The present study investigates the event-related oscillations underlying the motion-onset response (MOR) evoked by sounds moving at different velocities. EEG was recorded for stationary sounds and for three patterns of sound motion produced by changes in interaural time differences. We explored the effect of motion velocity on the MOR potential, and also on the event-related spectral perturbation (ERSP) and inter-trial phase coherence (ITC) calculated from the time-frequency decomposition of EEG signals. The phase coherence of slow oscillations increased with an increase in motion velocity similarly to the magnitude of cN1 and cP2 components of the MOR response. The delta-to-alpha inter-trial spectral power remained at the same level up to, but not including, the highest velocity, suggesting that gradual spatial changes within the sound did not induce non-coherent activity. Conversely, the abrupt sound displacement induced theta-alpha oscillations which had low phase consistency. The findings suggest that the MOR potential could be mainly generated by the phase resetting of slow oscillations, and the degree of phase coherence may be considered as a neurophysiological indicator of sound motion processing.

本研究调查了由以不同速度移动的声音引起的运动开始响应 (MOR) 背后的事件相关振荡。
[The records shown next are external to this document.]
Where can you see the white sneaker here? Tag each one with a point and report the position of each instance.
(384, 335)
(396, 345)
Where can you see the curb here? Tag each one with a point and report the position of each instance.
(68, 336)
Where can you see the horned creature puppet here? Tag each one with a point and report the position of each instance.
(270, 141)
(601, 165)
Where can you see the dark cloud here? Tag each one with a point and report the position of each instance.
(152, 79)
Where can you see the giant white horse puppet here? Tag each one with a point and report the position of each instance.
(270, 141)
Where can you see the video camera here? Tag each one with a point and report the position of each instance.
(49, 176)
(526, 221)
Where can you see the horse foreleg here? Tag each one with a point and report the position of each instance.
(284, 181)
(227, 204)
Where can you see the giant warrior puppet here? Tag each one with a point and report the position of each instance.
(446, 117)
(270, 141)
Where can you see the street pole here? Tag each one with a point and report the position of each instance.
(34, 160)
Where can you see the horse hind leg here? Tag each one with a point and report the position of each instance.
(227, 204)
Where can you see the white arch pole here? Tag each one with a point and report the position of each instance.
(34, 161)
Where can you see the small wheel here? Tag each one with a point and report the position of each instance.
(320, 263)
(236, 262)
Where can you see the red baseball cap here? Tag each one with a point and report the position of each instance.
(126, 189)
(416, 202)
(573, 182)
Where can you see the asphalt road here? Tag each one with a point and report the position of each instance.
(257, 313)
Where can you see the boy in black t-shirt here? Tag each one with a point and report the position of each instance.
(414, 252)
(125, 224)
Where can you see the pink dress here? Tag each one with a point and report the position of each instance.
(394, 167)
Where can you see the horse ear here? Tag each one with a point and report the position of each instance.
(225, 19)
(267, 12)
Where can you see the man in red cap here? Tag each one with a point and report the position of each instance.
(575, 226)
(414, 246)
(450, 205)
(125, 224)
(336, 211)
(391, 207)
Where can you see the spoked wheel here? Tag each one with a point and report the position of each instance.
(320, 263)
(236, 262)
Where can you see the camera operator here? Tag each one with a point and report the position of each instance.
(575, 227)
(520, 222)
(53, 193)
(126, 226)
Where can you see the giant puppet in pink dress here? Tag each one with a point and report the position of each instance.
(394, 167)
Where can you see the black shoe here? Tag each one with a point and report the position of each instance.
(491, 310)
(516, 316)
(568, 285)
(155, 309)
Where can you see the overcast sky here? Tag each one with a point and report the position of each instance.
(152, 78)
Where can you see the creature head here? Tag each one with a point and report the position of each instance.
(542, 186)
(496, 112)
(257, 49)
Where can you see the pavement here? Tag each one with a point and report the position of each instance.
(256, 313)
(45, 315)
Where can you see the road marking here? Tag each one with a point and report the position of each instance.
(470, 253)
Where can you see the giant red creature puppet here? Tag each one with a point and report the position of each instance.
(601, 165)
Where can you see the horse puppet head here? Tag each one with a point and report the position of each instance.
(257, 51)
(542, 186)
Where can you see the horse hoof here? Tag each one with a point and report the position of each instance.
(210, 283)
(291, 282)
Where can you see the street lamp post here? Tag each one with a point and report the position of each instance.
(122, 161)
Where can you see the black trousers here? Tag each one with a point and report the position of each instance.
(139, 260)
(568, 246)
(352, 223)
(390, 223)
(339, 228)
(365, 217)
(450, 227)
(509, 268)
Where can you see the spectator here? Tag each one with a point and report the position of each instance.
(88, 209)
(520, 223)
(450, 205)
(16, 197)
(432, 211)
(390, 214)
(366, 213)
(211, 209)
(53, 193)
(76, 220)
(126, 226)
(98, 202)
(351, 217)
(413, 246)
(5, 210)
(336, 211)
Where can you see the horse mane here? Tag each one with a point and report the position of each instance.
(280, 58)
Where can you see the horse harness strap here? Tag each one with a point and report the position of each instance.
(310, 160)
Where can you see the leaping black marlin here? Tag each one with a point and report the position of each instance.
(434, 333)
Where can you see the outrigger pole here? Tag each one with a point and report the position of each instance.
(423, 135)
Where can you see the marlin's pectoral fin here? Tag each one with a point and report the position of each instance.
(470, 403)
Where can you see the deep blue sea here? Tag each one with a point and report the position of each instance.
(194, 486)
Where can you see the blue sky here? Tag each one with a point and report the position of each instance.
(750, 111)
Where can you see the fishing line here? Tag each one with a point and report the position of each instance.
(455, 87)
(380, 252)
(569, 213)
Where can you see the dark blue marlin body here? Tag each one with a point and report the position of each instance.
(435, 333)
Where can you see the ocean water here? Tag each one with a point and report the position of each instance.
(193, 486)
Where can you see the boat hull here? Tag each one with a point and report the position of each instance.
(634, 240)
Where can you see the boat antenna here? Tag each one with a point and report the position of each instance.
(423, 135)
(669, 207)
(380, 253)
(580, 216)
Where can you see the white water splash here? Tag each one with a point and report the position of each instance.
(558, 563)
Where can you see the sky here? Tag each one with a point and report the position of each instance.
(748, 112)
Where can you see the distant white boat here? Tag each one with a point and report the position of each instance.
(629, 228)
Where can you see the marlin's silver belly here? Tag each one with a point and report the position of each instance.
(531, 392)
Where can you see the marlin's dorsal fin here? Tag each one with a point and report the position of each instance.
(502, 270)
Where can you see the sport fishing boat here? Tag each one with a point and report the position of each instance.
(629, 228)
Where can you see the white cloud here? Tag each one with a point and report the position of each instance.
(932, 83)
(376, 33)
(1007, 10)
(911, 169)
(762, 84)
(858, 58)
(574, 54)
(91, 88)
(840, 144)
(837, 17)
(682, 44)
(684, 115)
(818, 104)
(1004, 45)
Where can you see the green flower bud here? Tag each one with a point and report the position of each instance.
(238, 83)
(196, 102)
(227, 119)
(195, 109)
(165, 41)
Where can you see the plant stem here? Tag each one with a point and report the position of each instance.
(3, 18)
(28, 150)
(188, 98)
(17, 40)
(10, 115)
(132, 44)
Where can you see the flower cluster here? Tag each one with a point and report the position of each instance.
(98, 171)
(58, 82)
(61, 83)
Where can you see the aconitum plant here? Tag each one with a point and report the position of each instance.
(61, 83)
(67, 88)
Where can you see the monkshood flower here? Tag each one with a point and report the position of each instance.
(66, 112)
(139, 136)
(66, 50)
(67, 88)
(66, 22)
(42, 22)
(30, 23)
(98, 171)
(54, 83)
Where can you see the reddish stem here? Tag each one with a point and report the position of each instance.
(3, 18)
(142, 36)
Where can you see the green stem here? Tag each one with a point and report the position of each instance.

记录静止声音和由耳间时间差变化产生的三种声音运动模式的脑电图。我们探讨了运动速度对 MOR 电位的影响，以及对根据 EEG 信号的时频分解计算的事件相关频谱扰动 (ERSP) 和试验间相位相干性 (ITC) 的影响。慢振荡的相位相干性随着运动速度的增加而增加，类似于铁道部响应的 cN1 和 cP2 分量的幅度。delta-to-alpha 试验间光谱功率保持在同一水平，但不包括最高速度，表明声音内的逐渐空间变化不会引起非连贯活动。相反，突然的声音位移会引起相位一致性低的θ-α振荡。研究结果表明，MOR 电位可能主要由慢振荡的相位重置产生，相位相干程度可被视为声音运动处理的神经生理指标。